With all the information out their on leadership/management, I think it’s interesting that we still keep asking ourselves “How do I get my people to actually think”. Knowing “it” and doing “it” seem to have very little in common these days. You can teach people what to do, but is it possible to teach them how to make good decisions? Our interviews with leaders around the world (no, it’s not just an American problem) indicate that we either have a bumper-crop of idiots taking over the globe or we have forgotten how to set effective examples. I think we get so busy and focused on doing more with less (I personally would prefer to do less with much more) that we forget to show our people how to think strategically, anticipate problems, prepare for change and prioritize. If you have the skills you want your people to possess make sure they see you using them. It’s more than leadership by example. It’s setting the pace and explaining your thinking along the way.

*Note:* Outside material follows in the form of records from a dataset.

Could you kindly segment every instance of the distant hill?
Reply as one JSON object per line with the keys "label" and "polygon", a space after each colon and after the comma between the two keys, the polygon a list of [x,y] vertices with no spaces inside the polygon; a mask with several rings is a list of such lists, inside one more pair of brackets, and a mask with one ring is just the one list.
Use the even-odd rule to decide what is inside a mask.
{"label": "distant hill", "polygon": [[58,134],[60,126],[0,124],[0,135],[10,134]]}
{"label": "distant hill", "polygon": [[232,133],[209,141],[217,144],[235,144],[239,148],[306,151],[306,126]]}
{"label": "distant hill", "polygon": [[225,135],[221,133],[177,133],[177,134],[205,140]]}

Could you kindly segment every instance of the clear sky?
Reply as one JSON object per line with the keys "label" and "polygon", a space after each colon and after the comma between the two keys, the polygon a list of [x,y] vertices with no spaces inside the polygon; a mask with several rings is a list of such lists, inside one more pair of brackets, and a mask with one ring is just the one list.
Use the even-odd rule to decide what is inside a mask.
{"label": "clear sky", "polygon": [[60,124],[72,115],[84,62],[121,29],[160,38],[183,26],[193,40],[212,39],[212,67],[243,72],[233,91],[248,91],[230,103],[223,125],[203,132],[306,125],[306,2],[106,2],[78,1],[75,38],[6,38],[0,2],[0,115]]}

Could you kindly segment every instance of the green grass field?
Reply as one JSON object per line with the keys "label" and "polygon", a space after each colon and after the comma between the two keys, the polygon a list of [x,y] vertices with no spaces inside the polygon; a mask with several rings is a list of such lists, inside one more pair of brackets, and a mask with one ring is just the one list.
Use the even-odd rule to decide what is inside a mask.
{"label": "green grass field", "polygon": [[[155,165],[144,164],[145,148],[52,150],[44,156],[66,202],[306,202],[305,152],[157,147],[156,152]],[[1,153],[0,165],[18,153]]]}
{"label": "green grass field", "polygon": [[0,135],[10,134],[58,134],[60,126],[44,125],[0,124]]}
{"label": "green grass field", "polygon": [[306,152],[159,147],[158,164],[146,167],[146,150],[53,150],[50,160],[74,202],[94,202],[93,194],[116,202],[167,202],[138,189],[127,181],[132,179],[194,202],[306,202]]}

However, if you totally suck at the skills your people need to have, you need a talented person to do it for you. You often hear “you don’t need superstars, you just need team players (that’s advice from people who may have lacked talent themselves)”. Get yourself some superstars and the rest of the team will get a lot better, fight their way to the middle or quit. A team full of people who don’t think well on their feet will often stumble (we did not need any research to come up with that one).


I’m late, but willing

October 30, 2007

I guess I should have started blogging five years ago when I was told it was “the thing to do”.   So I’m late, but willing!  That is not the story of my life however; usually I’m early and demanding, which leads me to my thoughts today. Do I expect too much from the people around me? My wife, my kids, my staff, the garbage man (I expect them to pick up all of the garbage not just a few select pieces. Is my garbage being judged on its content?) In my business, I teach people how to be more influential how to be more effective in leadership, change, sales etc. So I know what the research says we are supposed to do and what works, but its not that easy when you have expectations that you believe should be met and those around you are not that particularly interested in meeting them regardless of the trust and stability of your relationships. The research shows that lowering your expectations is a pretty good start but how can we do that on a personal level and how low can you go?